Samarra in Grip of Saddam Loyalists

Republican Guards leading insurgency in Sunni town north of Baghdad.

Samarra in Grip of Saddam Loyalists

Republican Guards leading insurgency in Sunni town north of Baghdad.

Tuesday, 22 February, 2005

Ten kilometres outside the town of Samarra, civilian traffic turned off the main highway from Baghdad, the danger underlined by huge US minesweepers combing the roadside in search of insurgent bombs.


Inside the town, men dressed in the dark green uniform and red boots of the Republican Guard manned a checkpoint.


They stood in the shadow of Samarra’s famous gold-roofed shrine just out of sight from nearby bases of the US Army and US-sponsored Iraqi Civil Defence Corps.


"We control the situation, because the ICDC are cowards and traitors," one former Guard captain told IWPR. Policemen directed traffic as members of Saddam’s former elite outfit looked on.


For 12 days, the Guards said, they prevented the ICDC and US forces from patrolling the streets of this predominantly Sunni town that spans the Tigris river north of Baghdad.


When IWPR visited, the Guards planned to drive the ICDC and US forces out of their fortified bases, and bring Samarra – like Fallujah – under insurgent control.


Just after 11:00 am, a huge explosion rocked the town.


The street outside the ICDC base in the northeast corner of the town was a scene of chaos as the injured were loaded into ambulances on the street.


An explosive device reportedly was detonated inside the gates, bringing down part of the building.


Local ICDC head Adnan Thabet ran into the street. "Why you didn't see that rigged car coming? Where were you?" he shouted at his men.


He agreed to take one question from a journalist. However, when it was asked - "why can't you control the situation inside Samarra?" - he bellowed in anger.


"If America cannot do this, how can I do it?" he shouted.


Men came running down the street shouting, "Go, go, go - the attack will begin. Some mortars from the industrial area will attack the base."


The crowd of bystanders, panicking, began to run away.


Ten minutes later, in an open area across town, outside a row of automobile workshops, a battery of insurgent mortars prepared to fire.

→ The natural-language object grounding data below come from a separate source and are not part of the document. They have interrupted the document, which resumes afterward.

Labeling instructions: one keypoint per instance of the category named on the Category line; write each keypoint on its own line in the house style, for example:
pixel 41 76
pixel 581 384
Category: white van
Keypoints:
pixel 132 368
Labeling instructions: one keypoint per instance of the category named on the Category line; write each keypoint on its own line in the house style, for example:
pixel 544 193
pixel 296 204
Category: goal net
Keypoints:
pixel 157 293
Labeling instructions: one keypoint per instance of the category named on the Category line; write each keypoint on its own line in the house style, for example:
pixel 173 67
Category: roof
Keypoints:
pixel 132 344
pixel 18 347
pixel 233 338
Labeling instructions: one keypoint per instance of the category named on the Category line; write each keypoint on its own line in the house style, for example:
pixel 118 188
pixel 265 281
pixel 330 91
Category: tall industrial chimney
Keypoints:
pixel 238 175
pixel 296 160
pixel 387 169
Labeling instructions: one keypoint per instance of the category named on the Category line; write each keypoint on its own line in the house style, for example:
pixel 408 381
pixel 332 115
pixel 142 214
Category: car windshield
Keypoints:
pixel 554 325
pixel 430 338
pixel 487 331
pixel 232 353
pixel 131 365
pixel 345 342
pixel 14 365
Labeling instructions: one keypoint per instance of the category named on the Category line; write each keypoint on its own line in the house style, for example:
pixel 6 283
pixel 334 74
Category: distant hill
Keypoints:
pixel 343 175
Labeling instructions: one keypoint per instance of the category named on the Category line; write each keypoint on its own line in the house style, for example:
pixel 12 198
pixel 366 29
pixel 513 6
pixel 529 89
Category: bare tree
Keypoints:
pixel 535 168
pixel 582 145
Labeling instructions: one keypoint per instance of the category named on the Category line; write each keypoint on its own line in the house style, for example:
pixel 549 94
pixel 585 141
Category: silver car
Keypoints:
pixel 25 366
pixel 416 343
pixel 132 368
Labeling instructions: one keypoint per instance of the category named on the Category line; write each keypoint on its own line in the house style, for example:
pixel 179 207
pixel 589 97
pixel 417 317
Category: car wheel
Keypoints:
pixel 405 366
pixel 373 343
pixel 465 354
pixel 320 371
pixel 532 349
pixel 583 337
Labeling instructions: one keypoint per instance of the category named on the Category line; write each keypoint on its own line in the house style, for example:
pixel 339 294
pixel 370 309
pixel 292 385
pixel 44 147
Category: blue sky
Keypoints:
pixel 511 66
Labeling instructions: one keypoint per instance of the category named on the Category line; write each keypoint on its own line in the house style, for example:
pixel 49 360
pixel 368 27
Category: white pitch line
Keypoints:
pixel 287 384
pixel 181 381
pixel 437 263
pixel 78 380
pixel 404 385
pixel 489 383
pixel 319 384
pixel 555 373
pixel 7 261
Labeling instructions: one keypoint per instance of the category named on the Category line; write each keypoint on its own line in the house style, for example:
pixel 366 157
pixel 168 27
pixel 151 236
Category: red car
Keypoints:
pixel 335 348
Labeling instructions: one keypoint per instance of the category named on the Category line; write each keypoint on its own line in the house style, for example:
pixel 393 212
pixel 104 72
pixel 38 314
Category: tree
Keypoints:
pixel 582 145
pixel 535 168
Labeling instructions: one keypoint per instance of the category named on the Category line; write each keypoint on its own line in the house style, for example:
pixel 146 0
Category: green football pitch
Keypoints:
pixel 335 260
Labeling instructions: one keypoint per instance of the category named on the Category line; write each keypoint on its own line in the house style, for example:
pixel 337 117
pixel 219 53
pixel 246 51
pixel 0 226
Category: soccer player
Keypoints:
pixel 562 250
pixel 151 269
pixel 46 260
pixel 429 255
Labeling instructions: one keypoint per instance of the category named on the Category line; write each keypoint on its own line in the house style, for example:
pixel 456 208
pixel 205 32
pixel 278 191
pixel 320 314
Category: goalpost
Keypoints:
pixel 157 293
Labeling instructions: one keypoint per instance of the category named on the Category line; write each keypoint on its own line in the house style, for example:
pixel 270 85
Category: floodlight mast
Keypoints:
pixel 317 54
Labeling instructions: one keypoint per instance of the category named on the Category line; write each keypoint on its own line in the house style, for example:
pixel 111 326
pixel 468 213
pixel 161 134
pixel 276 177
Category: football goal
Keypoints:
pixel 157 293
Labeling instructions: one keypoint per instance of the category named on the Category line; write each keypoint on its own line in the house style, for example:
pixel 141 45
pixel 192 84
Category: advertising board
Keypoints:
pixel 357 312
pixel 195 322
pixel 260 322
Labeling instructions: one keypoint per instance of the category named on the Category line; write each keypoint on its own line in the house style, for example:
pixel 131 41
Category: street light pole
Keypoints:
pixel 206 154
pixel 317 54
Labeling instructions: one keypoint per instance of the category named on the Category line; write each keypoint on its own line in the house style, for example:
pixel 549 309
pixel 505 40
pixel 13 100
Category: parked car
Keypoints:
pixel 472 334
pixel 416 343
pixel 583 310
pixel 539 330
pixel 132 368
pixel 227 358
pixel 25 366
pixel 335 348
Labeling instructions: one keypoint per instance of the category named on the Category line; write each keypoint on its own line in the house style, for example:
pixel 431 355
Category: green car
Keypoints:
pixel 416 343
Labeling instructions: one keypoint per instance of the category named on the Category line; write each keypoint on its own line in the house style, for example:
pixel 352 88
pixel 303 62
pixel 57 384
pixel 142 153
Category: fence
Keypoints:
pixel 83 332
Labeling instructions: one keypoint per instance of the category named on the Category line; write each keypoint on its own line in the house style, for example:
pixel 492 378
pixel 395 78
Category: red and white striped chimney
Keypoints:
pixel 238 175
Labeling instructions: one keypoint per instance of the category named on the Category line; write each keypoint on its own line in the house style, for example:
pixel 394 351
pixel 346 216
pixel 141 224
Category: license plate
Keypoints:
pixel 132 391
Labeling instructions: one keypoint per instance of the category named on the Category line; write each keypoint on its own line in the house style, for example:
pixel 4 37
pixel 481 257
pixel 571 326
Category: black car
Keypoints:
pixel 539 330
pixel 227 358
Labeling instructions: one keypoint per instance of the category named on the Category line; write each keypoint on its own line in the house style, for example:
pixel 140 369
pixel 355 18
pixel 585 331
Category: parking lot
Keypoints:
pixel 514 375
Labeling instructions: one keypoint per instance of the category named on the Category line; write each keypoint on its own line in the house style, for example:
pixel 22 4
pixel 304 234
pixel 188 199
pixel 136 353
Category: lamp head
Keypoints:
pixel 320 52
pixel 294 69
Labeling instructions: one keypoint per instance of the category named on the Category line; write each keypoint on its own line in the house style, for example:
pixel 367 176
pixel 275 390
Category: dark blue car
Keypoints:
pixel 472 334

Nearly 20 uniformed Republican Guard soldiers were ready to fire 13 mortars, while a team armed with a Strella shoulder-launched anti-aircraft missiles stood guard on the roof of a nearby hotel.


A man wearing a general's stars listened to his mobile telephone for the signal.


Ten of the mortars were the smaller 82mm type, effective mainly against troops in the open.


But three were of the heavier more massive 120mm variety made in the former Soviet Union and capable of wreaking far greater damage.


"I can't tell you what's going to happen," the general said, answering a journalist's question.


"You will see with your eyes. Stay here and publish the truth for the Iraqis."


At 11:30 am, the mortars begin firing.


After each round, a forward observer told the general where the shell landed. The gunners corrected their aim, and fired again.


Their mortars fired for nearly 90 minutes at intervals of up to 15 minutes each.


Smoke began rising from across the town, but US forces did not fire back.


According to American military reports, the mortar fire killed four soldiers and destroyed a building inside the US base close to the ICDC building.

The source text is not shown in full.